Supporting Details

Supporting Details

Supporting details provide the information that supports the topic sentence. You can create supporting details with descriptions, examples, reasons, explanations and comparisons.

The details you use to support your topic sentences depends somewhat on the development strategy (persuasive, compare/contrast, narrative, expository, etc.) that you're using. Are you writing a narrative or descriptive essay? Make your paragraphs come alive with details. An argumentation essay? Use plenty of facts and evidence. You may end up combining several types of supporting details.

Description & Examples

Descriptive details will expand on the main idea in your topic sentence. Describe the colors, smells, textures and size of things. If your topic sentence claims that a fire was particularly damaging, you would include the color and size of the flames, the smoke, the smell of burning materials, etc. Description can include emotional details as well. Describe your feelings or the feelings others described.

Examples support topic sentences like evidence supports an argument. If you say that your car is in disrepair, give some examples. Is the engine barely running? Does it burn oil? Or, are you referring to the interior with exposed springs? Examples can also be shown with an anecdote, which are brief stories that illustrate the main idea in your topic sentence.

 

 

Compare/Contrast

Let's say you're writing a compare/contrast essay about two brands of e-book readers. If your topic sentence says that one has an easy-to-read home page, you might discuss the font sizes and screen colors and follow with what's lacking on the other brand's home page. If your topic sentence states that they're similar in many ways, show the many ways and not just one or two.

Reasons & Explanations

Use reasons to support your opinions. If your main idea is about places to do homework, and you have a topic sentence stating that you feel comfortable in a particular coffee shop, include the reasons. Is it the lighting? The music? Also, if you dislike something, be prepared to include the reasons if you want your claim to be effective.

Explanations focus on clarifying an idea for readers who are unfamiliar with the topic. For example, if your topic is about taxes, and your topic sentence is about tax increment financing, you would include an explanation of what that is.

 

 

Supporting sentences are developed by either one or all of the following techniques.

1. Examples

2. Illustrations

3. Statistics

4. Quotations

1. Examples

            Ia. Although we all posses the same physical organs for perceiving the world, eyes for seeing, ears for hearing, noses for smelling, skin for feeling, and mouths for testing, our perception of the world depends to a great extent on the language we speak. In other words, we can not perceive things that we have not named. Each language is like a pair of sunglasses through which we see the world. A classic example of the relationship between language and perception is the world snow. In the English language, there is only that one word to describe all of the possible kinds of snow. In Eskimo language, however, there are many thirty two different word for snow. For instance, the Eskimos have different words for falling snow, snow on the ground, snow packed as hard as ice, slushy snow, wind – driven snow, and what we might call corn meal snow. In contrast, cultures that rarely experience cold weather and snow may have only one word to express several concepts that are differentiated in English. For example, the ancients Aztec languages of Mexico used only one word mean snow, cold and ice.
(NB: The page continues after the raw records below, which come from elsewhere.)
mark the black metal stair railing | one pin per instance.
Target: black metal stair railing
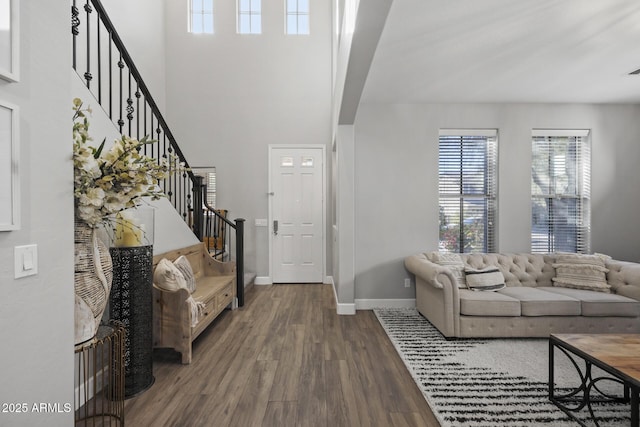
(102, 61)
(224, 239)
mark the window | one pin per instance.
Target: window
(249, 17)
(209, 175)
(201, 17)
(297, 18)
(467, 167)
(560, 191)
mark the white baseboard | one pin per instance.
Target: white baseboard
(341, 309)
(369, 304)
(262, 280)
(346, 309)
(84, 390)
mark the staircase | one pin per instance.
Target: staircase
(107, 70)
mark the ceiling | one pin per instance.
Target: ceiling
(461, 51)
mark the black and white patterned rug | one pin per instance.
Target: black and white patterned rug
(487, 382)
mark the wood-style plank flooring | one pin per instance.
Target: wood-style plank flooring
(284, 359)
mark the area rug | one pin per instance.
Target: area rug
(487, 382)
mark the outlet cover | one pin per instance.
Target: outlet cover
(25, 260)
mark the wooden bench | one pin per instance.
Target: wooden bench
(215, 287)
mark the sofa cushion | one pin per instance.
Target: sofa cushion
(474, 303)
(601, 304)
(518, 269)
(581, 272)
(537, 302)
(486, 279)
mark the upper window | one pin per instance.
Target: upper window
(201, 16)
(560, 191)
(467, 167)
(249, 17)
(297, 19)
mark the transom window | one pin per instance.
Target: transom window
(467, 167)
(297, 17)
(249, 17)
(560, 191)
(201, 16)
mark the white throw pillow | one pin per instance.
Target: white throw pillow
(182, 263)
(488, 279)
(167, 276)
(453, 262)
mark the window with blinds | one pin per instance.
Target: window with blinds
(201, 17)
(209, 175)
(467, 182)
(249, 17)
(560, 191)
(297, 17)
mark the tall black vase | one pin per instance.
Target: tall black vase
(131, 302)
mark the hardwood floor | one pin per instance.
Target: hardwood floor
(284, 359)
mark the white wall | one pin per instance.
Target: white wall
(396, 177)
(141, 26)
(36, 313)
(170, 230)
(229, 96)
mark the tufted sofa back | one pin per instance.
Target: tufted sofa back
(519, 269)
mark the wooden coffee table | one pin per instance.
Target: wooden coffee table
(616, 354)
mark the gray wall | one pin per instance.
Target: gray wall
(229, 96)
(36, 313)
(396, 176)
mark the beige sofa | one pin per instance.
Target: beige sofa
(532, 304)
            Ib. The difference among the world’s seas and oceans is that the salinity varies in different climate zones. For example, The Baltic Sea in Northeen Europe is only one-forth as saline as the Red Sea in the Middle East. There are two main reasons for this. First of all, in warm climate zones water evavorates rapidly; therefore the concentration of salt is greater. Second, the surrounding is dry and consequenly does not contribute much fresh water to dilute the salty sea water. In cold climate zones, on the other hand, water evavorates slowly. Furthermore, the runn off created by melting snow adds a considerable amount of fresh water to dilute the saline sea water.

2 Illustrative Incident

            Non verbal communications or body language is communication by facial expression,head or eye movements, hand signals, and body postures. It can jjust as important to understanding as words are. Misunderstanding often amusing but sometimes serius can arise between people from different cultures if they are misinterpret non-verbal signals. Take for example, the differences in meaning of gestures very common in the United States : a circle made with thumb and index finger. To an American it means that everything is ok. To Japanese, it means that you are talking about money. In France it means that something is worthless, and in Greece it is an obscene (indecent ) gesture. Therefore, an American could unknowingly offend a Greek by using that particular signal.
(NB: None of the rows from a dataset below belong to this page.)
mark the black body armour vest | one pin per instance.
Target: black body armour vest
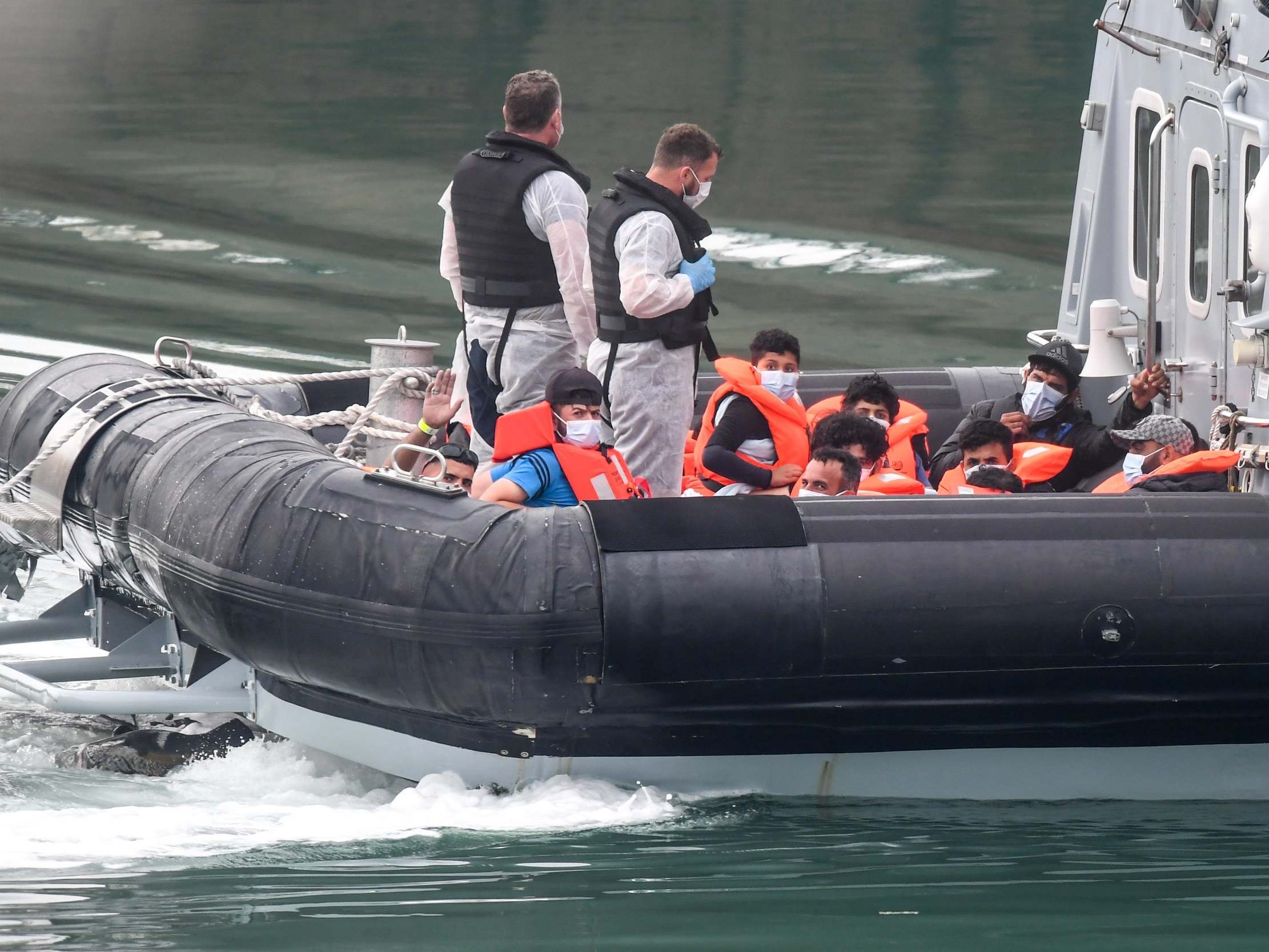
(636, 193)
(501, 262)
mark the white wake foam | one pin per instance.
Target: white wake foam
(267, 795)
(764, 250)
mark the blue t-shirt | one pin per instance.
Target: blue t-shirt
(539, 474)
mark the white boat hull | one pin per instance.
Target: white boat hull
(1198, 772)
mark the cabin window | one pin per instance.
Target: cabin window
(1250, 168)
(1144, 124)
(1201, 232)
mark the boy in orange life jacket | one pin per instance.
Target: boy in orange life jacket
(739, 445)
(1163, 457)
(830, 474)
(552, 453)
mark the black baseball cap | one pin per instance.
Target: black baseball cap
(1064, 357)
(575, 386)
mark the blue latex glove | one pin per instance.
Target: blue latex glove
(701, 273)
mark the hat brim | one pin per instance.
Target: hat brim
(1073, 380)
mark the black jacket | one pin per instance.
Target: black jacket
(1186, 483)
(1094, 449)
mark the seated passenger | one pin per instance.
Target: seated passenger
(753, 432)
(872, 396)
(550, 453)
(1162, 459)
(867, 442)
(1046, 413)
(460, 466)
(830, 474)
(989, 455)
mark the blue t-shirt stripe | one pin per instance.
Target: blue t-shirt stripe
(540, 475)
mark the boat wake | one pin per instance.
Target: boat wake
(264, 795)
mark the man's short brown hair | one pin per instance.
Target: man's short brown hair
(685, 144)
(531, 99)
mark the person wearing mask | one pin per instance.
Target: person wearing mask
(653, 300)
(460, 466)
(867, 442)
(1163, 459)
(873, 397)
(515, 252)
(1047, 412)
(991, 463)
(550, 453)
(832, 474)
(753, 432)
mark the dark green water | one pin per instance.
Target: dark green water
(262, 177)
(749, 874)
(938, 138)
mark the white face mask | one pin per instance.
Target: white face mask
(971, 470)
(702, 193)
(1134, 464)
(1039, 400)
(580, 433)
(782, 385)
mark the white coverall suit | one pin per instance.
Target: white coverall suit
(653, 389)
(542, 339)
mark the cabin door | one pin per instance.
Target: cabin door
(1197, 216)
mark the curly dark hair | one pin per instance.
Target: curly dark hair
(873, 389)
(774, 342)
(850, 469)
(843, 431)
(980, 433)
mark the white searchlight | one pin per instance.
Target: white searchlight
(1108, 357)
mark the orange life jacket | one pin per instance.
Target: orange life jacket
(786, 418)
(910, 423)
(1033, 463)
(888, 483)
(1202, 461)
(591, 472)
The following true incident illustrates how conflicting non verbal signals can cause serious misunderstandings . While lecturing to his poetry class at Ain Shams University in Cairo, a British professor became so relaxed that he leaned back in his chair and revealed the bottom of his foot to the astonished class. Making such a gestures in Moeslem society is the worst kind of insult. The next day the Cairo newspaper carried headlines about the student demontration that resulted, and they denounced British arrogance and demanded that the professor be sent home.

3. Figures and Statistics

The world’s population is growing at geometric rate. It doubled from 1750 to 1900, a period of 150 years. It doubled again from 1965, a period of only65 years. At the current rate of increase, it is expected to double again by the year 2000, a period of only30 years, according to a recent report published by the world Health Organization of the United Nations. The world’s population in 1978 had reached 4.3 billion and increasing at the rate of 70 million each year. By the end of this century, there will be 7 billion people on Earth.

4. Quotation

According to a Census Bureau Report “ America is becoming a society of loners.” Since the number of Americans living alone has been increasing. The number of men living alone has more than doubled in the last several years  and the numbr of women living by themselves is up 35 percent. Among peole people under the age of 25, the number of men living alone has neraly tripled since 1970, from 274,000 to 752,000, and the number women has risen  from 282,000 to 588,000. According to the Census Bureau there were 15.5 million people living alone in 1977. Although the number of men living by themselves has increased rapidly since 1970, most of those are still women 64 percent of the total.